# Divergence in spherical polar coordinates

1. ### Idoubt

168
I took the divergence of the function 1/r2$\widehat{r}$ in spherical coordinate system and immediately got the answer as zero, but when I do it in cartesian coordiantes I get the answer as 5/r3.

for $\widehat{r}$ I used (xi+yj+zk)/(x2+y2+z2)1/2

what am i missing?

2. ### IttyBittyBit

159
What you're missing is the handling of the singularity at r=0.

3. ### I like Serena

6,183
Hi Idoubt!

If I take the cartesian derivative with respect to x I get:
$${\partial \over \partial x}{x \over (x^2+y^2+z^2)^{3/2}} = {-2 x^2+y^2+z^2 \over (x^2+y^2+z^2)^{5/2}}$$
Of course the derivatives wrt to y and z have to be added yet...

How did you get 5/r3?

4. ### Idoubt

168
sorry I made a silly error in my calculation

$\frac{\partial}{\partial x}$ x(x2+y2+z2)-$\frac{3}{2}$ =

(x2+y2+z2)-$\frac{3}{2}$ - 3x2(x2+y2+z2)-$\frac{5}{2}$

When i add y & z parts it cancels and becomes zero, so the div of $\frac{1}{r^2}$$\widehat{r}$ is zero.

The reason that confused me was Electric fields can have a non zero divergence. Is that because of the singularity at r=0?

5. ### I like Serena

6,183
Not every electric field is generated by exactly 1 symmetrical charge.
And in practice there is no singularity, since the charge would have to be a point charge for that.

Last edited: Aug 19, 2011
6. ### Idoubt

168
Isn't the field due to just one charged assumed to be a field created by a point charge? ( I mean it makes no difference if we make that assumption right? )

But, how can an electric field have a non zero divergence then?

7. ### I like Serena

6,183
Yes. It would only make a difference when you get very close to where the point charge is supposed to be.

Take for instance 2 point charges and you'll have non-zero divergence.

8. ### Idoubt

168
But when we take two charges we no longer have the $\frac{1}{r^2}$ function ( unless we approximate at large distances)
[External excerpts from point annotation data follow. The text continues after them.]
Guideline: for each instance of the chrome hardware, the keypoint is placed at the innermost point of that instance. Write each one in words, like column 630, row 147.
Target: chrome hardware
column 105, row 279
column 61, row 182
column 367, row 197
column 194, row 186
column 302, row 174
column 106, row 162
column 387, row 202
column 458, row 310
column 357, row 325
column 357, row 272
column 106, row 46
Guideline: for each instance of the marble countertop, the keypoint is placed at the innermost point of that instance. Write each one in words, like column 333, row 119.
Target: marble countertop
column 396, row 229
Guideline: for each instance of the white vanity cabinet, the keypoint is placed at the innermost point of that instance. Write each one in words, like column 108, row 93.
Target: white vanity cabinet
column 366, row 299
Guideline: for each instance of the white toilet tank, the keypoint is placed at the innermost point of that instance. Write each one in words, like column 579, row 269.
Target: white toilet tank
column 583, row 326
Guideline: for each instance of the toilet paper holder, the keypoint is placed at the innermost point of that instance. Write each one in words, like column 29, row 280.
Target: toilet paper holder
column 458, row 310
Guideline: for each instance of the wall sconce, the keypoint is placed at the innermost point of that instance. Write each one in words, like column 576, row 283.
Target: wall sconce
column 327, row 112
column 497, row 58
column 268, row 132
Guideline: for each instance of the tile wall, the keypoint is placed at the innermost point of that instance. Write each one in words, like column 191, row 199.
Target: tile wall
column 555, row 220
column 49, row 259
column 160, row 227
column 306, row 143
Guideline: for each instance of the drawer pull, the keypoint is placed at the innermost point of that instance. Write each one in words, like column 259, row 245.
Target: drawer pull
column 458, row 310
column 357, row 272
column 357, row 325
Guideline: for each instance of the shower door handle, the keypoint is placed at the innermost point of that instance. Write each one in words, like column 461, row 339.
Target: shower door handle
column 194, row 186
It is my understanding that even the electric field of a point charge has non zero divergence is it not so?

9. ### I like Serena

6,183
Right on both counts. :)

My point about point charge is unrelated to divergence.
Only that a real electric field has no singularity.

10. ### Idoubt

168
my question is , how can a field which is scalar multiple of the function $\frac{1}{r^2}$$\hat{r}$ have a divergence when i just proved that the divergence of this function is zero?

11. ### vanhees71

4,502
The divergence is not 0, it's $4 \pi \delta^{(3)}(\vec{x})$. It's not too tricky to prove with help of Green's first integral theorem applied to the whole space with a little sphere around the origin taken out and then taking its radius to 0.

12. ### Idoubt

168
This by definition is a singularity isn't it?

13. ### Galron

45
In physics it's often modelled thusly AAMOI:

I know not relevant but...

14. ### Idoubt

168

greek to me :)

15. ### Galron

45
meh a and b are just constants and in this case F(X) is obviously the Function of X.

The Greek symbol that looks like an O with a hat means Tensor.

E(X) I would assume means the Energy of the system in question in terms of the vector.

16. ### Idoubt

168
greek with a few constants and a function of x now =)

17. ### Galron

45
If you've done matrices you'll know a tensor is expressed as a matrix of a matrix.

A vector in this case is simply a matrix with a scalar.

http://en.wikipedia.org/wiki/Vector_space

So to steal more wiki imagery a tensor is:

18. ### Idoubt

168
hmm ok ok so thats a little advanced for me, but my question was about the divergence of the $\frac{1}{r^2}$$\hat{r}$ function. In simpler terms can you tell me the reason for non-zero divergence in the electric field of a point charge?

19. ### vanhees71

4,502
No, it's a distribution, the socalled Dirac $\delta$ distribution. It's a very useful concepts. It's even so useful that the mathematicians built a whole new subfield of mathematics to define this concept rigorously, functional analysis!

20. ### I like Serena

6,183
I suspect you're referring to Maxwell's law that says:
$$\textrm{div }\vec E = \frac {\rho} {\epsilon_0}$$

The divergence of a spherically symmetric charge is zero everywhere except at the place where the charge actually is.
A point charge is a special case, since the charge density would be infinite (actually a Dirac delta-function).
In practice the charge would take in a certain volume.
The divergence of the electric field is not zero at the place where the charge density is not zero.